Obama muss die Demokraten überzeugen, um eine Gesundheitsreform durchzusetzen. Reicht seine Autorität, damit sie ihm folgen?

Was für ein dramatisches und lehrreiches Schauspiel! Präsident Obamas Gesundheitsgipfel mit Republikanern und Demokraten brachte natürlich keine Annäherung. Wer Kompromisse sucht, die allen Schmerzen bereiten, tut das besser im Stillen: Laufende Kameras laden dazu ein, ideologisch überhöhte Fensterreden zu halten.

Die Debatte klärte jedoch die Fronten für alle, die im lauten Streit um die komplizierte Materie nicht mehr durchschauen. Es gibt einen unüberbrückbaren sachlichen Dissens und gegensätzliche Machtinteressen. Beide Lager wissen, dass eine Reform kommen muss, um die Kostenexplosion zu begrenzen. Demokraten setzen auf staatliche Eingriffe und wollen die Gelegenheit nutzen, um etwa 30 Millionen der rund 47 Millionen Unversicherten einzubinden. Die Republikaner sagen, nur ein freierer Wettbewerb der privaten Anbieter werde die Kosten senken. Da das System schon heute zu teuer sei, könne Amerika es sich nicht leisten, die Unversicherten auf Steuerkosten mitzuversorgen. Obama braucht einen Erfolg vor der Kongresswahl im Herbst, die Republikaner wollen das unbedingt verhindern.

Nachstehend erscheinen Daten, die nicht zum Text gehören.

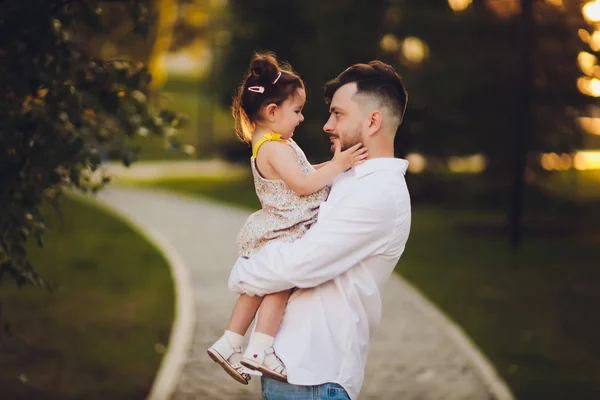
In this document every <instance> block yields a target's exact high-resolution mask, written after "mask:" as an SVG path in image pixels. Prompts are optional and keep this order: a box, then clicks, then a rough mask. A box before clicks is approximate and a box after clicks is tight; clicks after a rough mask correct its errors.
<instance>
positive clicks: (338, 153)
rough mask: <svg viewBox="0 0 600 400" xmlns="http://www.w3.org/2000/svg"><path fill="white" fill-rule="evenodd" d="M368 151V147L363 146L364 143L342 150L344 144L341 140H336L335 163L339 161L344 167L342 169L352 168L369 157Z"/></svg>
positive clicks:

Idealtypisch zeigten sich die Unterschiede zwischen Amerikas Präsidialsystem und deutscher Demokratie: Die Demokraten haben eine Mehrheit im Kongress, Obama kann aber nicht auf Fraktionsdisziplin bauen. Die Macht seiner öffentlichen Rede reicht allerdings weiter als die der Kanzlerin. Schwer vorstellbar, dass die deutschen Sender eine sechsstündige Gesundheitsdebatte übertragen. In Deutschland verliefe sie freilich kaum so unterhaltsam und lehrreich. Obama moderierte und dominierte. Er redete 119 Minuten, zwei Dutzend Demokraten teilten sich 114, zwei Dutzend Republikaner 110 Minuten. Obama sprach die Parlamentarier mit Vornamen an, sie sagten ehrerbietig „Mr. President“. Seine Neigung, die Aussagen der anderen zu bewerten, ging hart an die Grenze zur Arroganz.

Auf republikanische Hilfe kann Obama nicht hoffen. Er muss die Demokraten überzeugen. Reichen die Debattenhoheit, die er demonstrierte, und seine Autorität, damit sie ihm folgen? Manche scheuen zurück, ein Ja kann sie im Herbst ihren Job kosten. Die Mehrheit der Bürger will eine Reform, aber diese Reform geht ihnen zu weit. Obamas letzter Appell: Die Demokraten werden bei der Wahl in jedem Fall Prügel beziehen. Es sei besser, für eine überfällige Reform als fürs Nichtstun bestraft zu werden.